Whilst the UK government has provided a substantial amount of financial support for businesses and individuals during the ongoing Coronavirus pandemic, the question of how they intend to recoup some of this funding is never far away, with an increase in Capital Gains Tax (CGT) rates predicted by many as one of the planned avenues of attack.
Further weight has been added to these predictions following the recent submission made by the Office of Tax Simplification (OTS), dated 11th November 2020, in response to the Chancellor's request for them to review the CGT regime back in July this year.
Bill Dodwell, the Tax Director at the OTS, has stated “If the government considers the simplification priority is to reduce distortions to behaviour, it should consider either more closely aligning Capital Gains Tax rates with income tax rates, or addressing boundary issues as between Capital Gains Tax and income tax”. To put this suggestion into context the current top rate for CGT is 28%, whereas the top rate of income tax is 45%, so to align the two taxes could see a dramatic increase in the amount of CGT paid on gains.

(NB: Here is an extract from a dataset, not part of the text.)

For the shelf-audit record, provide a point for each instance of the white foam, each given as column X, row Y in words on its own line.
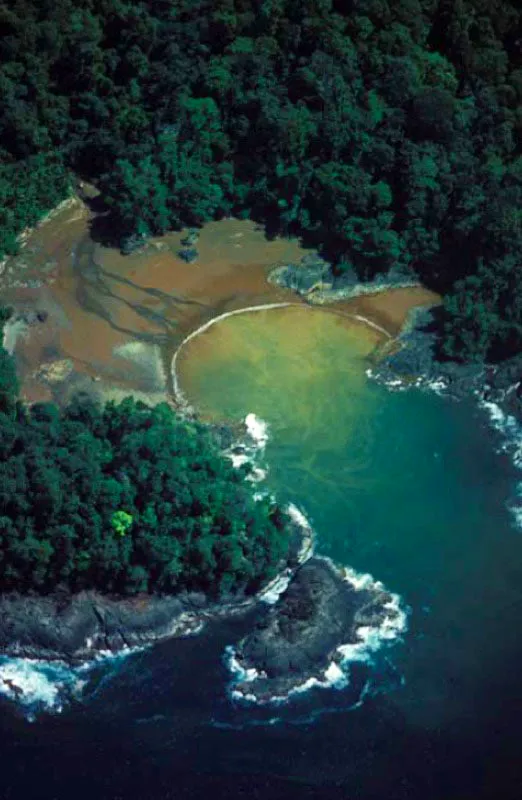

In addition to the above proposals, the OTS has also suggested that the annual CGT exemption, which currently stands at £12,300 for the tax year ending 5th April 2021, be reduced to between £2,000-£5,000 to bring more individuals into the CGT regime. It is estimated that this could generate additional revenues of up to £900M and bring a further 400,000 individuals into the self-assessment regime, forcing them to file annual tax returns each year.
Possible plans to reintroduce a form of indexation, where assets are given an inflation-based increase on their original cost up to the date of disposal, have also been mooted, though this would be far from a new idea. It was originally introduced back in 1982 (back when shoulder pads were big, Rubik's cubes were frustrating and most of us had to physically get up to turn the tv over to one of only 4 channels we had available) and abolished, under the guise of Taper Relief, in 2008 for individuals.
Business owners could also be hit hard, with the OTS review is recommending a far stricter qualifying criteria for Business Asset Disposal Relief (formerly Entrepreneur's Relief) and extending the qualifying holding period from the current 2 years to 10 years, making the relief far more focused on retirement than it is now. The OTS Review has also recommended that the lesser known Investor's Relief, where a reduced rate of CGT is payable on certain share disposals, be scrapped, which would make it one of the shortest reliefs on record. Share options/share schemes have also been brought into the firing line.
Another proposal put forward by the OTS relates to the transfer of assets on death, where currently these are inherited at the Probate Value (the market value at the date of death) which generally means that any gains or losses are minimal if these assets are then disposed of shortly after being inherited. The OTS has suggested that this uplift be removed and the individual inheriting the asset be treated as acquiring the asset at the original acquisition price paid for by the deceased, which could significantly increase any gains on disposal, especially when property is involved.
Understandably, the above has made many people very nervous, particularly those currently sitting on substantial accrued gains. At Sopher + Co we have already had several clients contact us to discuss their situation, with one client preferring to err on the side of caution and crystalize gains of £1.5M on their share portfolio now to ensure that they pay CGT at only 20% on these gains rather than delay disposal and risk paying considerably more should the rate of CGT increase. Others are prepared to sit tight in the hope that no increases will happen until 2022, when the words 'lockdown' and 'pandemic' are, hopefully, a thing of the past.
Although we do not have a crystal ball and are unable to predict exactly when CGT rates will increase, the likelihood is that this will happen at some point, though history does show us that this is unlikely to happen before the Chancellor's Budget next year. This does, however, give us time to put plans in place for you.